Nella scelta degli alimenti però l’uomo, al contrario degli animali – che sono guidati dall’infallibile istinto, affinato nelle migliaia di anni dell’evoluzione – risente di fattori sociologici e culturali, tradizioni nazionali e suggestioni pubblicitarie che fanno di un gesto naturale come alimentarsi, un atto che nulla ha a che vedere con l’introduzione nel nostro organismo di grassi, proteine, carboidrati, sali minerali e vitamine. Che ti piaccia o no Lettore, il modo in cui mangi è strettamente correlato a ciò che sei o che vuoi diventare. Per molte persone, le immagini evocate da un alimento possono veicolare un percorso emotivo. Come molti bambini hanno ingurgitato spinaci guardando i cartoni animati di Braccio di Ferro, è altresì probabile che molti adulti siano stati invogliati a provare per la prima volta un Martini dry guardando un film di James Bond. Mangiare quindi come fenomeno culturale.

– Cultura è anche il significato che l’uomo attribuisce al cibo, attraverso il modo in cui lo consuma e le scelte che opera, con criteri legati sia alla dimensione economica sia nutrizionale del gesto, sia ai valori simbolici di cui il cibo stesso è investito. (Montanari)

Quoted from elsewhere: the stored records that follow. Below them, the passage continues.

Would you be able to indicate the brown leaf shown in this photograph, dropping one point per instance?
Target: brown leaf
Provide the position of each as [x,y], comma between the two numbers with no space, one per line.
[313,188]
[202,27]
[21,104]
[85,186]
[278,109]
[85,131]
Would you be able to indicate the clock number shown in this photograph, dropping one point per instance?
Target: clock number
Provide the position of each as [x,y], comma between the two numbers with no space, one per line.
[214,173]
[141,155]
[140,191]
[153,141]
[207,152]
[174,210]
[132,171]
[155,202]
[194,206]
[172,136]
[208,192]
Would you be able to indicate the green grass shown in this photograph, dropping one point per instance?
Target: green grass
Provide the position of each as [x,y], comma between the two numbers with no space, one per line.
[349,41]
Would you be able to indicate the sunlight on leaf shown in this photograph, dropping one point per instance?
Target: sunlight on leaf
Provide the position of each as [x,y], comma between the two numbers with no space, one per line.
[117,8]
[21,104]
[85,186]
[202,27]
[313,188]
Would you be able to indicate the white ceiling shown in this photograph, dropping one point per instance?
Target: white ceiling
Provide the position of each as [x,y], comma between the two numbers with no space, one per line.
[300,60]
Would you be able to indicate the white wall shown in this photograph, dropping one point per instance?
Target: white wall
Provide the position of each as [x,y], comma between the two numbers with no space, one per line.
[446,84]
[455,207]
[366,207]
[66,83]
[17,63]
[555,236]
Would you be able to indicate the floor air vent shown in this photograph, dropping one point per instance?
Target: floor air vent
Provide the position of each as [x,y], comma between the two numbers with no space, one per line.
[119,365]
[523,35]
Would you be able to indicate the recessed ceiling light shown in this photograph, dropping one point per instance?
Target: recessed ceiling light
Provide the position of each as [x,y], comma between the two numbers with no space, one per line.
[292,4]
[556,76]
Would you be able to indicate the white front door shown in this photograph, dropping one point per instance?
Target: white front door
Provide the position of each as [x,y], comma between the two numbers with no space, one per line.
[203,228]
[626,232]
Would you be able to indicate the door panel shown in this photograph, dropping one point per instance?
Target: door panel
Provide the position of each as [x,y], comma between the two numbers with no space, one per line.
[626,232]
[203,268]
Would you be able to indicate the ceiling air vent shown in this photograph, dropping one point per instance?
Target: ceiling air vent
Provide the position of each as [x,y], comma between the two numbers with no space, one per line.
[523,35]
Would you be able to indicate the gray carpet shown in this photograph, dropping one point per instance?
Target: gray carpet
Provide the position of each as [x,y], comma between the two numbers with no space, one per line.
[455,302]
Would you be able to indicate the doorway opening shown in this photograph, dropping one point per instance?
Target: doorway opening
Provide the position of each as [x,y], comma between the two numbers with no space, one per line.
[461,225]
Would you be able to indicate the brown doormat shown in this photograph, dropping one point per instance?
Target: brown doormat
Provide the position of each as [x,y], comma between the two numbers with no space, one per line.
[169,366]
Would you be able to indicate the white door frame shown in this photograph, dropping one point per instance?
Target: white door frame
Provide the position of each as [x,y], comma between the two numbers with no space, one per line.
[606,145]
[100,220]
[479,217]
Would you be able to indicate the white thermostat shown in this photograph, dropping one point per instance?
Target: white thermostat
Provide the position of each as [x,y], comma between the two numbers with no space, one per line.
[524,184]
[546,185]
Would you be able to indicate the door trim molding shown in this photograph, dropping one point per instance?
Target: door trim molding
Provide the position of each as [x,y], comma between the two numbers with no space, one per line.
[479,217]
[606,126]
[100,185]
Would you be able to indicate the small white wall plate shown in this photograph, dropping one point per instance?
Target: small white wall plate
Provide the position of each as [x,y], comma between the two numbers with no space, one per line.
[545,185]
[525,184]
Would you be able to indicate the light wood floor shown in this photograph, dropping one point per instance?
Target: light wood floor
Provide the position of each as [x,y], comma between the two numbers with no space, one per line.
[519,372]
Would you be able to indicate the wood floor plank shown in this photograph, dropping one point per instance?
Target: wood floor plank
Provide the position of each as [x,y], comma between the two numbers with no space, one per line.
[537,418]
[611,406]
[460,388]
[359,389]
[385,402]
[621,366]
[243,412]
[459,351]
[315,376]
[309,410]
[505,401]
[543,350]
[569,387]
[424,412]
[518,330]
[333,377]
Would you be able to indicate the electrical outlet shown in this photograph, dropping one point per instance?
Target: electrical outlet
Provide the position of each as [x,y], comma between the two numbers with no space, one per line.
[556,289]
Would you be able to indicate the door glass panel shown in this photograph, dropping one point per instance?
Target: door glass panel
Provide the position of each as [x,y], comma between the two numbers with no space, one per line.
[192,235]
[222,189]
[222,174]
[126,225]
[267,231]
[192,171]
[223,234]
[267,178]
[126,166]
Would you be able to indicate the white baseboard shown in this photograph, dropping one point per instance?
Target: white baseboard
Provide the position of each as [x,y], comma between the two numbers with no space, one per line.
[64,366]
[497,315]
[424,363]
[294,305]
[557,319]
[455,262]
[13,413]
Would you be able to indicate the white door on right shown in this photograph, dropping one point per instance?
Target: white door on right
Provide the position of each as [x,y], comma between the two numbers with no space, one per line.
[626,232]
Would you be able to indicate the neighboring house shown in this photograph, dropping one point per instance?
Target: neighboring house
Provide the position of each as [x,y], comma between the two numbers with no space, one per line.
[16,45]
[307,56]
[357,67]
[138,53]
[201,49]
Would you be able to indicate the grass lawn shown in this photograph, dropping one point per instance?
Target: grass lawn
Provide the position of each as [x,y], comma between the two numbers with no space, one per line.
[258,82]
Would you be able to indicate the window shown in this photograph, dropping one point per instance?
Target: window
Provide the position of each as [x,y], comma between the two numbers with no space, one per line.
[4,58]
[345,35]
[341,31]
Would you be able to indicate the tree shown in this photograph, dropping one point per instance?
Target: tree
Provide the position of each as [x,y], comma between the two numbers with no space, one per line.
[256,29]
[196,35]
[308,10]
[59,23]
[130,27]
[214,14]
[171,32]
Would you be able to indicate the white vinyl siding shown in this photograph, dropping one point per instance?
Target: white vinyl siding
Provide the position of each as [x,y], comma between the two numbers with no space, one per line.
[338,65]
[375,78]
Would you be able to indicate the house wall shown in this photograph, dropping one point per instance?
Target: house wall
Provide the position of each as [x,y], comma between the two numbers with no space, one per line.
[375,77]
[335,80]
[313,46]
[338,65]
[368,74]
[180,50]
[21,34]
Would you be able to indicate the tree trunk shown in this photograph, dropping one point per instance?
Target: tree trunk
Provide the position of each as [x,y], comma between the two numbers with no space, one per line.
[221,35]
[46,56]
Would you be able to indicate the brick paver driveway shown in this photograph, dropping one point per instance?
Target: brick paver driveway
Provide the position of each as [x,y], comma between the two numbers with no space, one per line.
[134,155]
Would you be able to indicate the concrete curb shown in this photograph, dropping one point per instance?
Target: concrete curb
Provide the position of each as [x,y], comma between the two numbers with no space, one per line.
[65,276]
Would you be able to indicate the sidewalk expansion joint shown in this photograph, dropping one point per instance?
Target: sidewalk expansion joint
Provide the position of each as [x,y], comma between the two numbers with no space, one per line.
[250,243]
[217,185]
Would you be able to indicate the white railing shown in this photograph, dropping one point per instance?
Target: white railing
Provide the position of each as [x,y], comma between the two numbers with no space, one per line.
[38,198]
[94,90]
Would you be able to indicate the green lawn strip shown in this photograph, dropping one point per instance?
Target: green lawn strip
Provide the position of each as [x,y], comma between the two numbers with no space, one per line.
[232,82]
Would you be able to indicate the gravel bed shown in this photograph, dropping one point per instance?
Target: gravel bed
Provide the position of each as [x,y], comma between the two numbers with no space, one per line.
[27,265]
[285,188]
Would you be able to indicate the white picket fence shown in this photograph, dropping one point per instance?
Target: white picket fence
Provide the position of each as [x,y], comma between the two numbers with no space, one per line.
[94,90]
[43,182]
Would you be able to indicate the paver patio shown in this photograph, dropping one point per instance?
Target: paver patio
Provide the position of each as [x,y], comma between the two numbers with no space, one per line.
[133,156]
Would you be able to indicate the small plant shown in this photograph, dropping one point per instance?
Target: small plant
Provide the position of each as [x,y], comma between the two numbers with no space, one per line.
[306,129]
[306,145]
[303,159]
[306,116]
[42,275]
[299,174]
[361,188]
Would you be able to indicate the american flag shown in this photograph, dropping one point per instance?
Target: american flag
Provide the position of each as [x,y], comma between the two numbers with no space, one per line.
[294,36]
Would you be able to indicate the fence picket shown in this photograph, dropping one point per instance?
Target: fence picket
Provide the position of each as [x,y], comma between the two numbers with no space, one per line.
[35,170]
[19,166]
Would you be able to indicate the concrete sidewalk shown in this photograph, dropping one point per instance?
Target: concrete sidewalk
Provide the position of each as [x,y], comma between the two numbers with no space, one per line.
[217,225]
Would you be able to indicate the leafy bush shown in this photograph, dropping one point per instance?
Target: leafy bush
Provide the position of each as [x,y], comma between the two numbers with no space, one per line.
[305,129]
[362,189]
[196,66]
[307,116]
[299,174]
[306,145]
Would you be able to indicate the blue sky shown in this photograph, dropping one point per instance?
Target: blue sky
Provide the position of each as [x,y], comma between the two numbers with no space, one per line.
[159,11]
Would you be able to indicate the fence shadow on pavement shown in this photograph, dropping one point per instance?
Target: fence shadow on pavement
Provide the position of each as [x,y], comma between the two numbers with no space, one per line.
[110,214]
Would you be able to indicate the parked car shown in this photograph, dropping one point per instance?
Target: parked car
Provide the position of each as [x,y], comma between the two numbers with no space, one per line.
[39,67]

Fette biscottate a colazione, merendine e latticini senza grassi

Un processo fondamentalmente primitivo, si può far risalire ai nostri antenati cacciatori che, a quanto sembra, ammiravano gli animali forti e imponenti e credevano di assorbirne la forza mangiando parti del loro corpo. Tralasciamo momentaneamente la parte sensitiva, non si può negare che il primo approccio con il cibo sia soprattutto di natura culturale, sociale e organizzativa. Quanti di noi oggi hanno il tempo di fare la spesa secondo un criterio diverso da quanto proposto dal nostro super/ipermercato preferito? Le persone, oggi, mangiano così perché non hanno scelta, stritolati dall’avidità dei produttori e degli industriali dell’alimentazione che operano senza nessun controllo. Soprattutto, godendo dell’approvazione di una classe medica che continua a consigliare fette biscottate a colazione, latticini senza grassi e merendine, tralasciando le reali necessità nutrizionali dell’individuo. Oggi, entrando in un variopinto e multicolore supermercato, ci troviamo di fronte a miracolistiche proposte di colazioni, pranzi e cenette “rapide e gustose”, assolutamente “povere di grassi” e proposte con alimenti “naturali”. Come biasimarti Lettore se, uscendo dall’ufficio affranto da una giornata con i colleghi pastasciuttarì, sopravvissuto a un paio d’ore di traffico selezionatore della specie, sudato e stremato da un micromicrociclo Bll anti cortisolo, tre sms isterici di tua moglie, due mms hot dell’amante, Facebook e due gocce di pioggia, trovi il tempo di pelare brassicaceae, pulire e lavare germogli indiani, spinare e insaporire pesci morti senza stress. Condire con olio delle montagne vergini, coltivato da vestali illibate, spremuto da piedi di bambini, figli di premi Nobel in un centro agrario gestito da contadini laureati in astrofisica con certificazione del DNA, di essere contadini da 30 generazioni. Insomma, una bella e variopinta busta surgelata e via. Ah certo, e un Martini grazie.